Two days from when she changed, he finally came back, and as he all but threw himself through the gate way to his mythical getaway, his heart dropped in the feeling of something was horribly wrong. And time stood still as he numbly mindlessly strode to the counter. Without noticing himself already having pulled out his fiver. And when his eyes met the young mans, the same one from his first ever visit, in front of him he knew it would never be the same.
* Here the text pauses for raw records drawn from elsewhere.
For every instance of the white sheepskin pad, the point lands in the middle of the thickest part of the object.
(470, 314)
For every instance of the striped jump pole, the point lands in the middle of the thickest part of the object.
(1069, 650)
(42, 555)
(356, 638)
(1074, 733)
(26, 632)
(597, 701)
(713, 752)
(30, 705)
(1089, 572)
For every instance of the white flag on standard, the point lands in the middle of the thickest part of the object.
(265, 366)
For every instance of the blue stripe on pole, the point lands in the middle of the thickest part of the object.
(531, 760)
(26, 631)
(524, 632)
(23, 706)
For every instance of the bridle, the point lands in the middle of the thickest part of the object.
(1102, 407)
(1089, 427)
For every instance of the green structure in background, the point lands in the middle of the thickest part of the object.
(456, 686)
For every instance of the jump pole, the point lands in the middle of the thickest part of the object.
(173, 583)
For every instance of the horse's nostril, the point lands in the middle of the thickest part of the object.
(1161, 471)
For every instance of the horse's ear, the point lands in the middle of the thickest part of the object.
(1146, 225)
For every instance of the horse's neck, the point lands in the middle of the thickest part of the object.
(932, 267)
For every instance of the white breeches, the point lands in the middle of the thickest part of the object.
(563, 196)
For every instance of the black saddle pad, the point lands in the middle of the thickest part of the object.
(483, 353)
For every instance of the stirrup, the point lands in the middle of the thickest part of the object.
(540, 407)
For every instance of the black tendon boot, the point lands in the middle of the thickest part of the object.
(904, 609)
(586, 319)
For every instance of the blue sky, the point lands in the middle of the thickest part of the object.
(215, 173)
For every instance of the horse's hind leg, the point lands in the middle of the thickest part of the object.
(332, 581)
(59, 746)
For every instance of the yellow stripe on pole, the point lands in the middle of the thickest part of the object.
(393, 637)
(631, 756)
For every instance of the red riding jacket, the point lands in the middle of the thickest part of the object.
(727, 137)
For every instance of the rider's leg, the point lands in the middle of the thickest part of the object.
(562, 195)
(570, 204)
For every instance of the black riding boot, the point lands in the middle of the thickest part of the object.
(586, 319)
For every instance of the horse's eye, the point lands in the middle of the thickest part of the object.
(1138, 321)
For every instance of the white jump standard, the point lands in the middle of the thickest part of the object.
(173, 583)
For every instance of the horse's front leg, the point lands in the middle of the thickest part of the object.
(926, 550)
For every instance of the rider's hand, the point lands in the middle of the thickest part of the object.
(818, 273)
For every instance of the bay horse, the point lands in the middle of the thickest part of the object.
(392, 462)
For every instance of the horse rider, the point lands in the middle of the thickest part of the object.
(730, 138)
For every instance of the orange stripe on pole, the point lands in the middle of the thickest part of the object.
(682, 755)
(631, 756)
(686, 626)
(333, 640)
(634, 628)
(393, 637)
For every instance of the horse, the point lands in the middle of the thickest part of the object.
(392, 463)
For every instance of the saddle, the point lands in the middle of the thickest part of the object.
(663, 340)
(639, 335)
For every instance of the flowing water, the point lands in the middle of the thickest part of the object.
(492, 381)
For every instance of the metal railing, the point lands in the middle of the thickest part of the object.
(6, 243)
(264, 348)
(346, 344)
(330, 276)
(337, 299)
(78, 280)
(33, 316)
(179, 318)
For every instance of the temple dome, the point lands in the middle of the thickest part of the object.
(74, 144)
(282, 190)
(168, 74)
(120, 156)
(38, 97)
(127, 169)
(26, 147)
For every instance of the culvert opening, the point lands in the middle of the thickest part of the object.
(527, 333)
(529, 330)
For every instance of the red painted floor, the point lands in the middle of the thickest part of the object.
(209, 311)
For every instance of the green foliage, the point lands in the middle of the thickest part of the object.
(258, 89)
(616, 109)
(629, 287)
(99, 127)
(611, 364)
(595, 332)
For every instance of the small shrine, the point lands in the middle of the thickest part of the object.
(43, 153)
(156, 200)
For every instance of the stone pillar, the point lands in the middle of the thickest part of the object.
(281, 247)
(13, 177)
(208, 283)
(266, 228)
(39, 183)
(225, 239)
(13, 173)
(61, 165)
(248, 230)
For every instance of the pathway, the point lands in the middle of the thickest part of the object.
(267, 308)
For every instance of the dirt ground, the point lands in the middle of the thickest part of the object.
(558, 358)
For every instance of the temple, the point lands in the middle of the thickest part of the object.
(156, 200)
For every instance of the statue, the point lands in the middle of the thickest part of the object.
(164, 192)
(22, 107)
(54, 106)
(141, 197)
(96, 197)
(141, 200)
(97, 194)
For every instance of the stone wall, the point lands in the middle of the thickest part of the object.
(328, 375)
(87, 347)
'She's not here, sir. And.' His voice cracked and he stuttered in a breathe to collect his words, 'And she won't be coming back. Would you still like your-'

The boy was cut short as the man turned away with haste and walked to the double wood and glass doorway that had for so long been a secret barrier between him and his sentient stability. And for the first time, since the first time, walked through. And directly to the old worn table in the right hand corner of the lot. Staring down scrutinizing every detail, remembering the exact set up of her world. Her chair still positioned back to the corner. His fingers traced sloppy rectangles where her neglected laptop would sit open facing her. Slowly his hand moved and rested where her hot beverage would sit idly waiting to either be emptied into her system, or refilled from a pot that was never empty. His eyes finally settled on her chair again.

A ghost of a memory, faint and wilting, he saw he sit there. Messy hair, always being pulled away from her average face. A face of one expression, hiding one thousand more meanings, than just a concentrated furrowed brow. What had been behind those distant eyes, inside her secluded world. How could it all be hidden so well by one expression. The way she had sat insisted she had wanted to make her self small enough to disappear, but self contradicted her routine set up of things to take all the space she needed to create a comfortable private universe.

He heaved a heavy breathe and without a thought he took a seat, not hers, but the one he had planned to one day take when he finally decided to connect with her. And reached a hand to the fraying white wicker chair beside him picking at the woven wood not minding, or maybe not noticing, the specs of paint that chipped and sprinkled off with every snap of its crafted material. And he realized, maybe had he sat there sooner in her world, he would have never missed that connection.